日本シリーズ初先発のソフトバンク千賀滉大投手(24)は、最高の舞台を心の底から楽しんだ。「たくさん人が入って声援が心地よかった」。初回、力みまくって2四球で2死一、二塁のピンチを迎えたが、宮崎を三ゴロで切り抜けた。7回4安打1失点。「調子はあまりよくなかった」という中、「育成出身バッテリー」の甲斐と頭をひねり、最速152キロの直球と代名詞のお化けフォーク、スライダーに時々カーブを交え、DeNA打線を翻弄(ほんろう)した。

 この日、一塁側スタンドには愛知・蒲郡市から千賀の両親と祖母、妹が駆けつけた。甲斐の母小百合さん(50)も大分から駆けつけており、千賀の母和江さん(47)と抱き合って喜びを分かち合った。甲斐を女手ひとつで育てた小百合さんは「こんな舞台に一緒に立てるなんて。この時期になると毎年、クビになるかとドキドキしていたのに」と、涙を流した。和江さんも「入団したときはお互い3年持つかなって話していたのに」と息子たちの姿を頼もしそうに見つめた。

 10年育成ドラフト4位が千賀、6位が甲斐だった。日本シリーズ第1戦の舞台となったヤフオクドームで、この日2人と同期の育成伊藤大が戦力外通告を受けた。同年支配下ドラフトの星野、坂田も今年で解雇された。そんな厳しい世界ではい上がり、生き残り、主役の座をつかんだ。

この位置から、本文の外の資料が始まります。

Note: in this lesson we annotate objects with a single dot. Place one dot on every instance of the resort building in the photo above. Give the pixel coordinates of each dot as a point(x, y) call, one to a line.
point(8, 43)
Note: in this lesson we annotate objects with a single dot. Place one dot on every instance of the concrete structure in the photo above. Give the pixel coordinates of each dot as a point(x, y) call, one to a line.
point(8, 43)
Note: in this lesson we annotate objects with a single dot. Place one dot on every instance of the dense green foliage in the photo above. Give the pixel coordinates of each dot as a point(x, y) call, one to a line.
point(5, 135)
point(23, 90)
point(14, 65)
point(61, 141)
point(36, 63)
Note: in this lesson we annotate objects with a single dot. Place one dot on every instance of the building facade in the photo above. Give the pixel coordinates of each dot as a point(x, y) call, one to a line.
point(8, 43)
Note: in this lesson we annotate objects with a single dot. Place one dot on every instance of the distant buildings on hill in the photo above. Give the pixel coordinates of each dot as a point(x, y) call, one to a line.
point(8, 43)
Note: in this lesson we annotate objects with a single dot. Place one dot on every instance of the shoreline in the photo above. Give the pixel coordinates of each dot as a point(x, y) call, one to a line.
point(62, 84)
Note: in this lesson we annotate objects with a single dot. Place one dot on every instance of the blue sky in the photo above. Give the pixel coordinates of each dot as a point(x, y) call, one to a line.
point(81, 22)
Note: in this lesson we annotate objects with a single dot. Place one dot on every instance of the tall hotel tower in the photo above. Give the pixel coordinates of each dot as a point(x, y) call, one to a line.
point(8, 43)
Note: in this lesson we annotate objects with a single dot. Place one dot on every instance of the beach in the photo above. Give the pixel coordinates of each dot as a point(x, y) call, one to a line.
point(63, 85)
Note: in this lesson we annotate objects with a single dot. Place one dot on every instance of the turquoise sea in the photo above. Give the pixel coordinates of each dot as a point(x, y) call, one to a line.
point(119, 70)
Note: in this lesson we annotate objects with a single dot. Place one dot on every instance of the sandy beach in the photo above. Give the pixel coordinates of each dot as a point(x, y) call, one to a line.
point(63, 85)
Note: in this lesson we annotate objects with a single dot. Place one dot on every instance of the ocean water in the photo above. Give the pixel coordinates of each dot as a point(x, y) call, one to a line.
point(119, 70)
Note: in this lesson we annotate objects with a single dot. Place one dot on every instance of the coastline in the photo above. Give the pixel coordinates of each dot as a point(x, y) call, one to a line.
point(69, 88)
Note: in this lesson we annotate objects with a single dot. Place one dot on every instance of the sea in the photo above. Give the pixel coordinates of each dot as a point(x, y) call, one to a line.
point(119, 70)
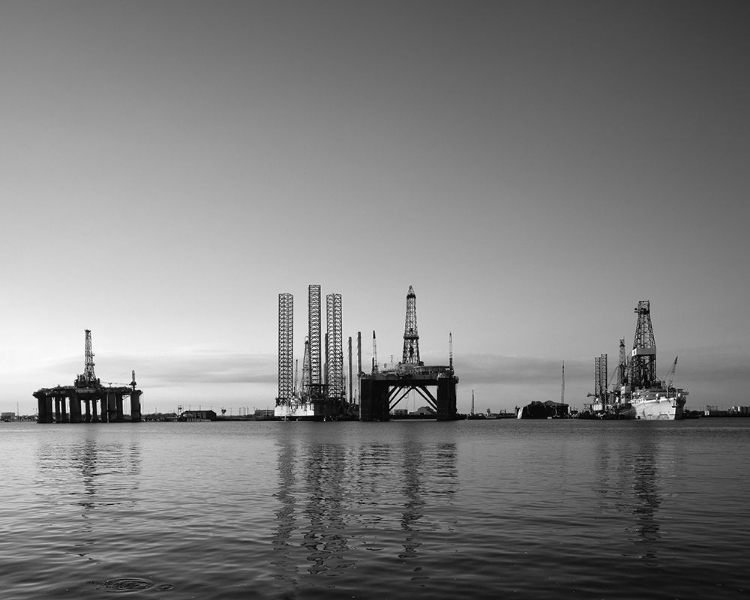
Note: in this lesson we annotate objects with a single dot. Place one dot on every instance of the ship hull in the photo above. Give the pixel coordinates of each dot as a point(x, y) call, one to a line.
point(658, 407)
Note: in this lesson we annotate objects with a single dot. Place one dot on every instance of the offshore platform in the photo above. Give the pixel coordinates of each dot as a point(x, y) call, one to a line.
point(88, 400)
point(382, 390)
point(321, 394)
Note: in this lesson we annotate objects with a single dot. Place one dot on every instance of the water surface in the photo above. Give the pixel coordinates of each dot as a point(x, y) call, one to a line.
point(480, 509)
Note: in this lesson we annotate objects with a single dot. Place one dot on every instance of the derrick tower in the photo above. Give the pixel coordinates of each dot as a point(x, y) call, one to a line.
point(411, 337)
point(622, 368)
point(643, 357)
point(313, 333)
point(88, 378)
point(334, 347)
point(286, 358)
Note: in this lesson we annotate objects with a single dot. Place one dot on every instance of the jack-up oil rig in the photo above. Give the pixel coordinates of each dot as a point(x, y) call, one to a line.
point(323, 395)
point(77, 403)
point(381, 391)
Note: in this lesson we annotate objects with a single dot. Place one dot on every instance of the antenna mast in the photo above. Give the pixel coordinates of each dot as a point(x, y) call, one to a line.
point(450, 351)
point(562, 393)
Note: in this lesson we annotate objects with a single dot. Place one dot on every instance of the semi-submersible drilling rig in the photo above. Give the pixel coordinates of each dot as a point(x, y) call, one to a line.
point(88, 400)
point(379, 391)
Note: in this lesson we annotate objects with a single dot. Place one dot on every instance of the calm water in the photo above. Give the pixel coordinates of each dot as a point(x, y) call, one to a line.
point(496, 509)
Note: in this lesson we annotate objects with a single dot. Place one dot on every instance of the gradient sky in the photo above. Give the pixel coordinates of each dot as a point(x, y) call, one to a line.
point(533, 169)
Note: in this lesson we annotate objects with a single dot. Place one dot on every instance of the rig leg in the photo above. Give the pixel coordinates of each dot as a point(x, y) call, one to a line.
point(135, 405)
point(75, 408)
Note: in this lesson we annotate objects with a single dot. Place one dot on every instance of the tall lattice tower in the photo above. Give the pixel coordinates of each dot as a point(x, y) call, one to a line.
point(622, 367)
point(600, 378)
point(334, 347)
point(286, 357)
point(643, 357)
point(313, 333)
point(306, 378)
point(411, 337)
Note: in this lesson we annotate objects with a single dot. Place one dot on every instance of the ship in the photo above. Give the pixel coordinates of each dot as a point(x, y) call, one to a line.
point(659, 404)
point(639, 394)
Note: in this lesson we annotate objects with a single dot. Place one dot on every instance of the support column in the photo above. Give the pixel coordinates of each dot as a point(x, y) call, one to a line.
point(44, 407)
point(446, 401)
point(118, 405)
point(135, 406)
point(63, 410)
point(75, 408)
point(111, 407)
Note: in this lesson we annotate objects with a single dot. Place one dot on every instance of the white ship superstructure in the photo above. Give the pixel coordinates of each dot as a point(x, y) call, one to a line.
point(659, 404)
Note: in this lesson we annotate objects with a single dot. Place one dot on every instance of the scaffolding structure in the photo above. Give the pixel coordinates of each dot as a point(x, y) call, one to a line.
point(286, 350)
point(313, 333)
point(334, 347)
point(411, 337)
point(643, 357)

 CSファイナルでは第2戦先発も日本シリーズでは第1戦に抜てきされた。工藤監督は「1戦目を何が何でも取りたかった。球の力もあり、フォークもあるので」と説明。千賀がつくった流れに乗り一気に日本一を奪回する。【石橋隆雄】

 ▼千賀がシリーズ初先発で初勝利を挙げた。育成ドラフト出身選手が日本シリーズで勝ったのは、09年山口鉄也(巨人)が日本ハムとの第5戦、11年山田大樹(ソフトバンク)が中日との第5戦で記録して以来3人目。先発では山田に次いで2人目だ。育成ドラフト以外の育成出身では09年第3戦のオビスポ(巨人)、10年第2戦のチェン(中日)も勝っている。